CLYDE, Ohio — Hundreds of environmental samples, thought to be linked by some to a children’s cancer cluster, will be taken and tested at the former Whirlpool Park property.
Whirlpool Corp. on Monday announced it would move ahead with a plan to take about 360 soil, surface, and ground water, stream sediment, fill material, and soil pile samples at the former park near Green Springs. The company will pay for the sampling activity, expected to begin in mid to late-May.
A Sandusky County Common Pleas Court class-action lawsuit filed late last month alleges a connection between the cancer cluster, which includes at least 35 childhood cases within a 12-mile radius of Clyde, and the discovery of polychlorinated biphenyls, or PCBs, at the old park. Of those cases, four children have died.
The U.S. Environmental Protection Agency last year found elevated levels of the contaminants in soil samples from the site, prompting Whirlpool to prepare a plan to conduct testing, said company spokesman Kristine Vernier.

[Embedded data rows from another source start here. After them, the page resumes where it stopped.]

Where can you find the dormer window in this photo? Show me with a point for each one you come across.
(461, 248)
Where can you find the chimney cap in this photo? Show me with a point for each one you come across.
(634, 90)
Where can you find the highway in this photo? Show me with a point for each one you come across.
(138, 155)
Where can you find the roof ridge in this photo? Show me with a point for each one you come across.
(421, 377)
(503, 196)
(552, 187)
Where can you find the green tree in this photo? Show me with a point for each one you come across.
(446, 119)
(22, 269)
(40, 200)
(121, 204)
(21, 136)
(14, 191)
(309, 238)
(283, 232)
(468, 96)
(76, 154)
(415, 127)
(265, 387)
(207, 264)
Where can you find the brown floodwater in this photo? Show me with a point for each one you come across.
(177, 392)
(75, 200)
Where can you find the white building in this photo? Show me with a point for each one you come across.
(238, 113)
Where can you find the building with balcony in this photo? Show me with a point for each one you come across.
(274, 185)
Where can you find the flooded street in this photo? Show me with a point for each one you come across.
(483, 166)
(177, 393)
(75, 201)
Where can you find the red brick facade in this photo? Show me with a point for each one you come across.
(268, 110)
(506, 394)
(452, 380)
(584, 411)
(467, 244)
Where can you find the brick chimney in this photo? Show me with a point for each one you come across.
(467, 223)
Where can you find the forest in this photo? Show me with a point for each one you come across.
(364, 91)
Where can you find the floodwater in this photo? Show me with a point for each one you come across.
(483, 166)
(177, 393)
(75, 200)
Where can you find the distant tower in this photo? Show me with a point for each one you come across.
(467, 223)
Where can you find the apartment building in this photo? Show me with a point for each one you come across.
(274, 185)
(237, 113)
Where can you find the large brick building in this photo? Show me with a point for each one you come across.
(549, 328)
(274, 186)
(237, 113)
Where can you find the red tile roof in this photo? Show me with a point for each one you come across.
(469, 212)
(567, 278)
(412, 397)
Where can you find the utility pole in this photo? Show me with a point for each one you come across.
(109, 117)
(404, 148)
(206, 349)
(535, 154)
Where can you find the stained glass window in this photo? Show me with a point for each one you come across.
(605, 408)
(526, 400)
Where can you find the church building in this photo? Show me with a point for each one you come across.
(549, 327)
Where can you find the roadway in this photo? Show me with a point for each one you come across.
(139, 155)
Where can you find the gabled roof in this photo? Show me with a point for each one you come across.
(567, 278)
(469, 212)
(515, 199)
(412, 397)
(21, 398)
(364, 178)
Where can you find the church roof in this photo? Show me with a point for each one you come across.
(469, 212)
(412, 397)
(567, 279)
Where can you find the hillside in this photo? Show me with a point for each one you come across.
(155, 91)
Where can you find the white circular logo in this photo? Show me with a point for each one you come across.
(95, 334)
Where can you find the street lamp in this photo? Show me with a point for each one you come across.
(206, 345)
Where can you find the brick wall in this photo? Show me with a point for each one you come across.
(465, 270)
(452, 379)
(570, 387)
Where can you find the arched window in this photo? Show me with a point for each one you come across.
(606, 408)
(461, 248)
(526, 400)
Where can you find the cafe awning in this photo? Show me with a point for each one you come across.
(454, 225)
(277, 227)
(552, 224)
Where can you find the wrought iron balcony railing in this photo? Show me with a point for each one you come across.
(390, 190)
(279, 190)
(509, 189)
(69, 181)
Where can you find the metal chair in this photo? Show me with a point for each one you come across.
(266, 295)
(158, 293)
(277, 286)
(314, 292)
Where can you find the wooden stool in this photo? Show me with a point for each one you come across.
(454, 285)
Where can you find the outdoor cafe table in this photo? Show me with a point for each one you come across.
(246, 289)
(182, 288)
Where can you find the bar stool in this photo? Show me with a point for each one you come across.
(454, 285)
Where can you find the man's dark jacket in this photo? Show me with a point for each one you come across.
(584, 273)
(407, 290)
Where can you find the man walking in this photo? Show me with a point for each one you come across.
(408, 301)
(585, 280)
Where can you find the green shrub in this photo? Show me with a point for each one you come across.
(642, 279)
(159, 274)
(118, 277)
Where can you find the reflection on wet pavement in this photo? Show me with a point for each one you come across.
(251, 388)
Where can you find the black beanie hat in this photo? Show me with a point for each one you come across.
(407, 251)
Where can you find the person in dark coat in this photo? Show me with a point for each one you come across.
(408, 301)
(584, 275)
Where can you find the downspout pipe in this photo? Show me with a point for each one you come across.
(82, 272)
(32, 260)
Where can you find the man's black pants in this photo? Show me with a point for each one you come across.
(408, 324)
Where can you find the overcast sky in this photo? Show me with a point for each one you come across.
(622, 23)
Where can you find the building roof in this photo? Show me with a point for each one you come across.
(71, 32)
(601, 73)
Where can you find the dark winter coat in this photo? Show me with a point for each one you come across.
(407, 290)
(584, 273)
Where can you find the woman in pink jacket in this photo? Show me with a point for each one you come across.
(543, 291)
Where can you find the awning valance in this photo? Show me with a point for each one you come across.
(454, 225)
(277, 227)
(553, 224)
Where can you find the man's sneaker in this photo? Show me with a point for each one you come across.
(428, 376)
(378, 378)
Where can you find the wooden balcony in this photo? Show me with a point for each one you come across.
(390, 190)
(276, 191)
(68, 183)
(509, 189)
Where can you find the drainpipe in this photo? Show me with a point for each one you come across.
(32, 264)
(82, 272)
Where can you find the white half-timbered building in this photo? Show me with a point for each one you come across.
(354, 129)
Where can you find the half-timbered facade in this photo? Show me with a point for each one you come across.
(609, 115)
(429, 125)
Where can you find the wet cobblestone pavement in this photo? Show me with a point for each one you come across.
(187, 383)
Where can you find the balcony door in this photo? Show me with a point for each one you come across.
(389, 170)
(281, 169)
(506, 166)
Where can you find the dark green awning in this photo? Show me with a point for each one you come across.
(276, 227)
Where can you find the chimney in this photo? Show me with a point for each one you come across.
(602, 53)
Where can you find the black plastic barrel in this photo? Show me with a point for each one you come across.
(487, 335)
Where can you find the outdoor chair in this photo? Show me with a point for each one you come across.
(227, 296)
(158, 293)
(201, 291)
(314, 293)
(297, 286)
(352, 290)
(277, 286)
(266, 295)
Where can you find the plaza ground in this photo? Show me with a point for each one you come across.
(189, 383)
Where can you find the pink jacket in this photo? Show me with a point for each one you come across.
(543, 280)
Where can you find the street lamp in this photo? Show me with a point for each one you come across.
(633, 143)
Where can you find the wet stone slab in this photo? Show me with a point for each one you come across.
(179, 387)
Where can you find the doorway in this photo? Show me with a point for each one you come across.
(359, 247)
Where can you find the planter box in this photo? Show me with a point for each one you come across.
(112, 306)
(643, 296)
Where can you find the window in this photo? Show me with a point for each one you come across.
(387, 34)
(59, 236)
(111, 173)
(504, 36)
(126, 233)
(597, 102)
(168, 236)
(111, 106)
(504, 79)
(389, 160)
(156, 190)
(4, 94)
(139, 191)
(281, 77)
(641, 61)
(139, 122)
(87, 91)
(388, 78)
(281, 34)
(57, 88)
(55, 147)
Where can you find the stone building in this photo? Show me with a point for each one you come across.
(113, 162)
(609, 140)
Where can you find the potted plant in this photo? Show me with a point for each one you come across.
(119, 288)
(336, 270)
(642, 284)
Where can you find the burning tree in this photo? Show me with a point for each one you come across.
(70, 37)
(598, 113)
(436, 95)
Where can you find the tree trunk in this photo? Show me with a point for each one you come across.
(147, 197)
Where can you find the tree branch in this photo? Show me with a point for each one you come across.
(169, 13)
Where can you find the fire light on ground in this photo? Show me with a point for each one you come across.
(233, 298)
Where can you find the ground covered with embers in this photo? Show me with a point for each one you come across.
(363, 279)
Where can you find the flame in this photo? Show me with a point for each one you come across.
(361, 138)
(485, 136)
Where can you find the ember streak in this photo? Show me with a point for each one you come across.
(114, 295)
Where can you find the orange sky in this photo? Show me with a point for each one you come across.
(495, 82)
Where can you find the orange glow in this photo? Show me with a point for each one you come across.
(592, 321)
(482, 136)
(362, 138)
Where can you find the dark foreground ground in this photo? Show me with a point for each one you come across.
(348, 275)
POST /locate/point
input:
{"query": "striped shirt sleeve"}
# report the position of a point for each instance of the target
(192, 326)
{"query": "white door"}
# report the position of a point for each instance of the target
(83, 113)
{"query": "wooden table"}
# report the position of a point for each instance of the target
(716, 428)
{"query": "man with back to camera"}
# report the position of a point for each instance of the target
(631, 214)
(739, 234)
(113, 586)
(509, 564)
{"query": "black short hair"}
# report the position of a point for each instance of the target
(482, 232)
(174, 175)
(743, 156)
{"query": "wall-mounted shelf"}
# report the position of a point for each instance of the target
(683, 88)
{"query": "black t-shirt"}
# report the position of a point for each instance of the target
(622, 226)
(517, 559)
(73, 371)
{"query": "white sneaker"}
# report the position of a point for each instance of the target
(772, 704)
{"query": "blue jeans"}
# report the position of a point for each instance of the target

Whirlpool and Grist Mill Creek LLC, which purchased the property in 2008, are defendants in the class-action suit filed by the Toledo and Fremont law firm Albrechta and Coble.
Attorney Tom Bowlus, who represents Grist Mill Creek of Fremont, said testing will occur with cooperation from the property owners. Mr. Bowlus said the goal is to examine the entire property, with a concentration of the sampling taking place in areas where there could be problems.
Ms. Vernier said she did not know how long it would take to complete the testing. The next steps, including potential clean-up efforts, would depend on what is found, Mr. Bowlus said.
Whirlpool has been working with the Ohio Environmental Protection Agency on a voluntary action program to address concerns at the site. Ms. Vernier said the federal environmental agency provides oversight in the process.
The U.S. EPA stated in a December report that “further sampling is required to determine the extent of contamination.”
Whirlpool purchased the park site in 1953 and used the property as a recreation area for employees, their families, and others. It closed in 2006.